Two months later, on June 1, another arson attack destroyed a logging truck and damaged two others belonging to Schoppert Logging, a company involved in watershed logging operations near Eagle Creek, Oregon. The damage was estimated at $50,000.
Soon the FBI was looking for Tre Arrow, a local green activist who'd made a name for himself as an in-your-face eco-defender, a man the feds said was linked to the Earth Liberation Front (something Arrow denies). Born Michael Scarpitti, Arrow had a reputation to match his passion. He'd once spent eleven days perched on a nine-inch ledge atop of the U.S. Forest Service building in Portland, Ore., protesting the proposed sale of timber rights in Eagle Creek. He was the consummate non-stop activist, a barking dog who in 2000 ran for Congress as a Pacific Green Party candidate, managing to win some 15,000 votes in a bid for Oregon's Third Congressional District.
For his straight talk and ballsy belligerence, Rolling Stone would call him an "environmental rock star." The feds had a different name.

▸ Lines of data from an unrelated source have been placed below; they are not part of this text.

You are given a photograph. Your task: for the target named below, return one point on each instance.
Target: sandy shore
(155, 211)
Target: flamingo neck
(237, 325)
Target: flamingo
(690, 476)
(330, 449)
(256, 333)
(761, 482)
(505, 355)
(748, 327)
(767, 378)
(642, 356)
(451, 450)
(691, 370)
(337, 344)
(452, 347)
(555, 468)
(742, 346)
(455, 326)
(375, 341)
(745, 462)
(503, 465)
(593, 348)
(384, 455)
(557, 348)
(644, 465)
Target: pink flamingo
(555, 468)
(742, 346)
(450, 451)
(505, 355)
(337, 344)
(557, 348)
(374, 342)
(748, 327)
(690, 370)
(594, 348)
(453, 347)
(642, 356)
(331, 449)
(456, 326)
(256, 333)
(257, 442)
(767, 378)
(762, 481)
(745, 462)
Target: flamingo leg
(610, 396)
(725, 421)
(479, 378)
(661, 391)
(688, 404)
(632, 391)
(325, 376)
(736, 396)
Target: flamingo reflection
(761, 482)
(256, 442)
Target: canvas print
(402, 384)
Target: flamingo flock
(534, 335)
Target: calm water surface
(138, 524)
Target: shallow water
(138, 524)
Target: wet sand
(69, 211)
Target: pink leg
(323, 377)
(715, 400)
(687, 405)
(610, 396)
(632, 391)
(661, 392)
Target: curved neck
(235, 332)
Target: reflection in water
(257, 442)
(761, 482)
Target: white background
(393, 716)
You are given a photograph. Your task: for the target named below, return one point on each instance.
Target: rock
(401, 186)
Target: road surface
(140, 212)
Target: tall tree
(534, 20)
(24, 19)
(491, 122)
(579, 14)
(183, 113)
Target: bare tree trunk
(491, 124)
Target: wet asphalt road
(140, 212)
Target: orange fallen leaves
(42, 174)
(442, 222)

By December 2002, Arrow was an "eco-terrorist" on the FBI's ten most wanted list. Facing a minimum of 40 years to life for his alleged role in the bombings, Arrow had already slipped into Canada earlier that year. He assumed the name Josh Murray (sometimes Josh Rivers) and spent nearly a year traveling, playing music and volunteering until he was arrested by Canadian police during what Arrow says was an activist mission.

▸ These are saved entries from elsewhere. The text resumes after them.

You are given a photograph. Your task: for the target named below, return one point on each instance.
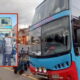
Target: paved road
(7, 74)
(13, 63)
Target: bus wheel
(21, 72)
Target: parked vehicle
(55, 40)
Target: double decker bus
(54, 40)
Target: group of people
(8, 48)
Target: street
(9, 75)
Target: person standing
(7, 51)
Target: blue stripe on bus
(50, 63)
(58, 15)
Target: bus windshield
(48, 8)
(56, 37)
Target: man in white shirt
(8, 50)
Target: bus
(55, 41)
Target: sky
(13, 18)
(24, 8)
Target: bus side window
(76, 36)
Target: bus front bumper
(65, 74)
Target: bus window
(55, 37)
(76, 32)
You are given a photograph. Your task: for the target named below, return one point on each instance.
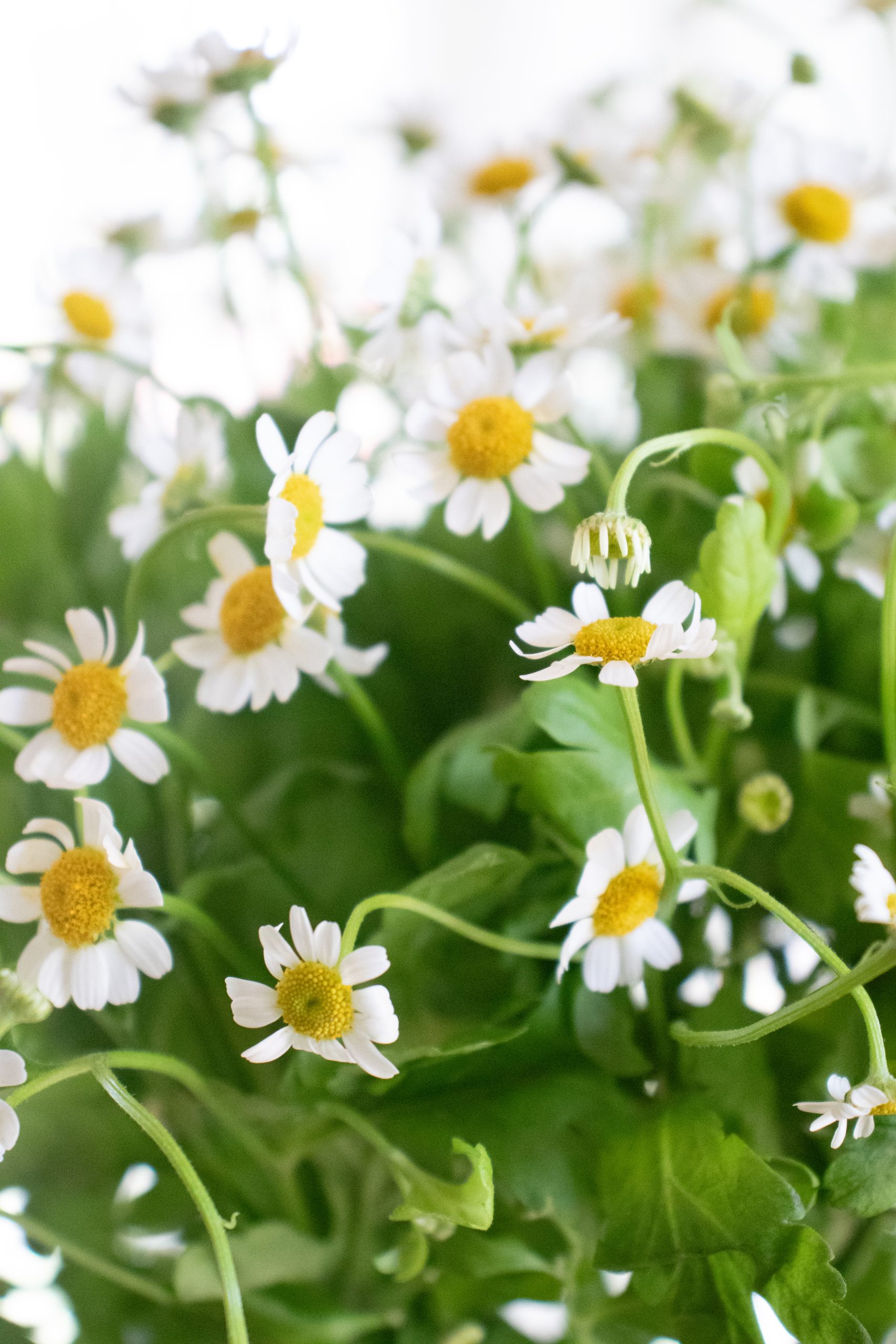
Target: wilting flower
(88, 707)
(316, 1000)
(617, 899)
(617, 644)
(82, 949)
(320, 483)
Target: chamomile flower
(13, 1074)
(88, 710)
(250, 648)
(82, 949)
(859, 1104)
(621, 643)
(613, 913)
(315, 486)
(315, 996)
(487, 416)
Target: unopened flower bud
(765, 803)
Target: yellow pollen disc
(308, 500)
(501, 175)
(638, 301)
(89, 705)
(491, 437)
(80, 894)
(315, 1002)
(617, 639)
(88, 315)
(818, 213)
(751, 312)
(251, 615)
(630, 898)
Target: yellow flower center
(305, 496)
(489, 437)
(630, 898)
(818, 213)
(501, 175)
(315, 1002)
(80, 894)
(638, 301)
(89, 705)
(751, 310)
(251, 615)
(88, 315)
(617, 639)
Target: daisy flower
(617, 644)
(859, 1104)
(13, 1074)
(87, 709)
(316, 484)
(316, 1000)
(82, 949)
(187, 467)
(250, 648)
(487, 416)
(613, 913)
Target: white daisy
(88, 707)
(250, 648)
(487, 414)
(13, 1074)
(318, 484)
(616, 904)
(621, 643)
(82, 949)
(187, 468)
(316, 999)
(859, 1104)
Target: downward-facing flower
(82, 949)
(486, 414)
(250, 648)
(876, 889)
(316, 1000)
(88, 709)
(614, 909)
(617, 644)
(315, 486)
(859, 1104)
(13, 1074)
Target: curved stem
(373, 722)
(450, 569)
(543, 951)
(868, 968)
(724, 877)
(237, 1332)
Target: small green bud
(765, 803)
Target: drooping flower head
(88, 710)
(316, 1000)
(83, 949)
(617, 644)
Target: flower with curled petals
(316, 999)
(88, 709)
(82, 949)
(617, 644)
(316, 486)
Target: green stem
(724, 877)
(76, 1254)
(543, 951)
(675, 444)
(373, 722)
(871, 967)
(237, 1332)
(450, 569)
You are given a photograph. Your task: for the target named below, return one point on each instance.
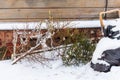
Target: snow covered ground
(56, 71)
(29, 71)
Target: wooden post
(15, 36)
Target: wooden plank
(50, 3)
(76, 13)
(114, 3)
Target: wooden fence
(34, 10)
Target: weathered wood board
(35, 10)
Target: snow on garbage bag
(107, 52)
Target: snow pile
(26, 71)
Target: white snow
(56, 71)
(27, 71)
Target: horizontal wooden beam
(50, 3)
(32, 14)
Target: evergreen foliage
(80, 52)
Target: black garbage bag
(111, 56)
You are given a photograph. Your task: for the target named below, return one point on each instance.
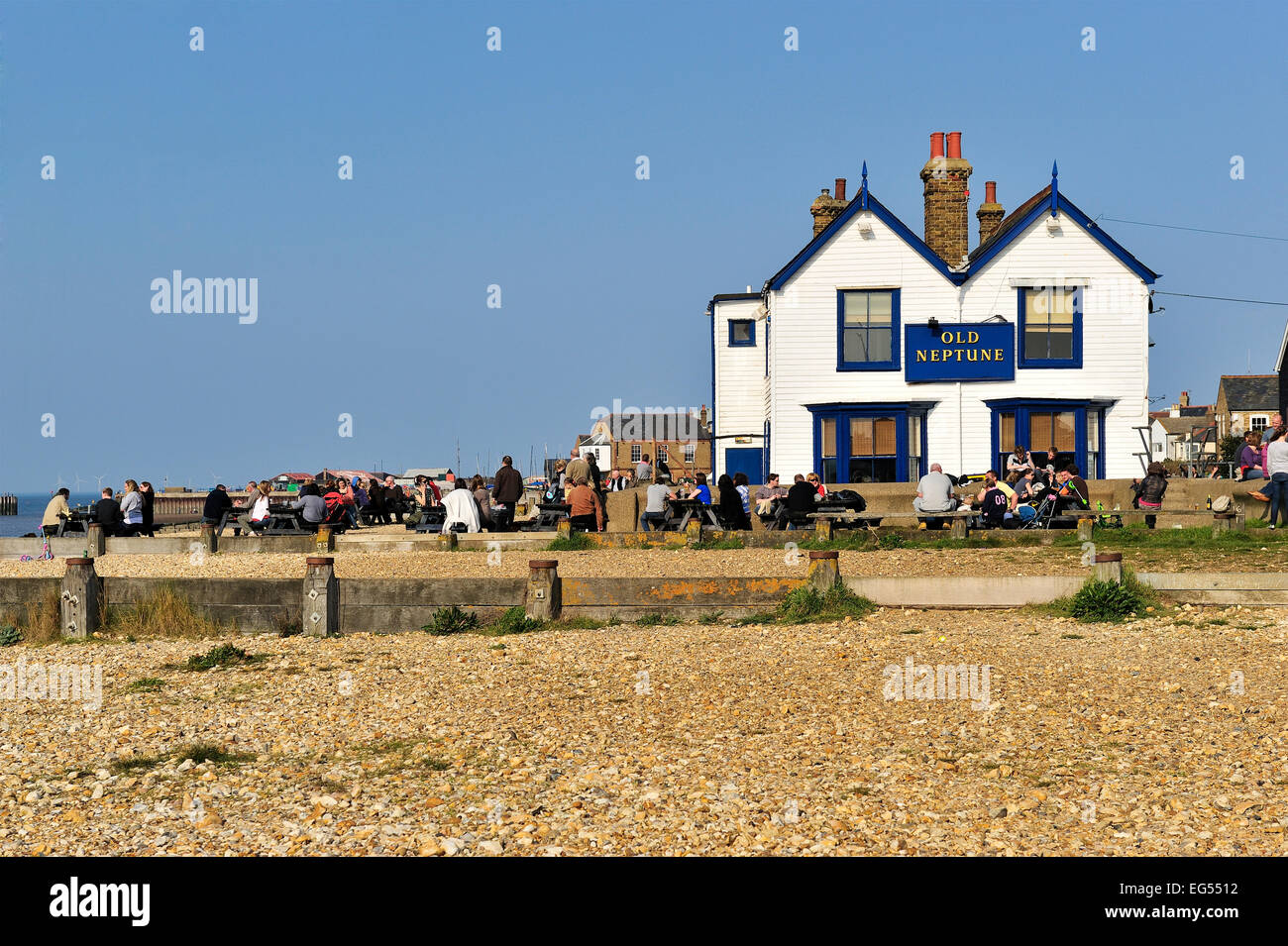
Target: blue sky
(518, 168)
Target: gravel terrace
(694, 739)
(739, 563)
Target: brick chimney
(990, 213)
(825, 207)
(947, 177)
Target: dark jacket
(107, 512)
(800, 497)
(507, 485)
(1150, 489)
(217, 501)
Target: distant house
(683, 441)
(1245, 402)
(1184, 433)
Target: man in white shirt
(934, 491)
(460, 507)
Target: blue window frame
(742, 332)
(870, 443)
(1050, 326)
(1019, 420)
(867, 330)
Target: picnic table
(549, 515)
(681, 511)
(282, 520)
(76, 523)
(430, 519)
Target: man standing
(506, 490)
(107, 512)
(395, 501)
(217, 502)
(655, 507)
(934, 491)
(249, 506)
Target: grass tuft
(451, 620)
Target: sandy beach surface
(1159, 736)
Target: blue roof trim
(880, 211)
(1085, 222)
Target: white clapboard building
(875, 353)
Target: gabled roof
(1012, 227)
(1035, 206)
(864, 201)
(1250, 391)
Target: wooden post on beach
(542, 600)
(321, 615)
(209, 537)
(326, 540)
(78, 600)
(824, 568)
(94, 541)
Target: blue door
(746, 460)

Now a cause celebre among many environmentalist, he's fighting extradition and has applied for political refugee status in Canada. But a Canadian judge last month ruled that enough evidence existed to send the thirty-something, yoga-practicing musician back home to stand trail. His lawyer is appealing the decision.
Avoiding the "T-Word"
In two telephone interviews from the North Fraser Pretrial Centre, a prison east of Vancouver, Canada, Arrow talked to AlterNet about his innocence, the FBI's focus on eco-terrorism, corporate excesses, institutional vendettas and the criminalization of dissent in the name of corporate interest.
The obvious first question is, Did he do it?
"I have been emphatic in declaring my innocence," Arrow says. "The kind of activism I engage in has been well documented as being non-violent civil disobedience." He said he's only run afoul with the law for civil disobedience, for which he has received community service. Never anything violent. Besides, Arrow says arson is incongruent with his beliefs. His law, he says, is that of the Iroquois: "In every deliberation we must consider the impact on the seventh generation. That's how I live my life, so even when I sleep in the woods, I don't burn twigs because of the carbon dioxide," he said. "I would never endorse arson because of the pollution involved in burning tires and plastic."
Arrow doesn't hesitate when asked about why he got locked up. "Basically, the FBI targeted me because I'm an activist," he said. "That's the FBI's modus operandi: They target anyone who gets in the way of the status quo, anyone they view as a threat, or as subversive. They view me as a threat because I talk about truth and expose lies. And my civil disobedience has been effective." As for the three witnesses that testified against him, "they received less than three and a half years in exchange for implicating me. The FBI wanted them to say I brainwashed them into doing it so they would have an excuse to bring the hammer down on me."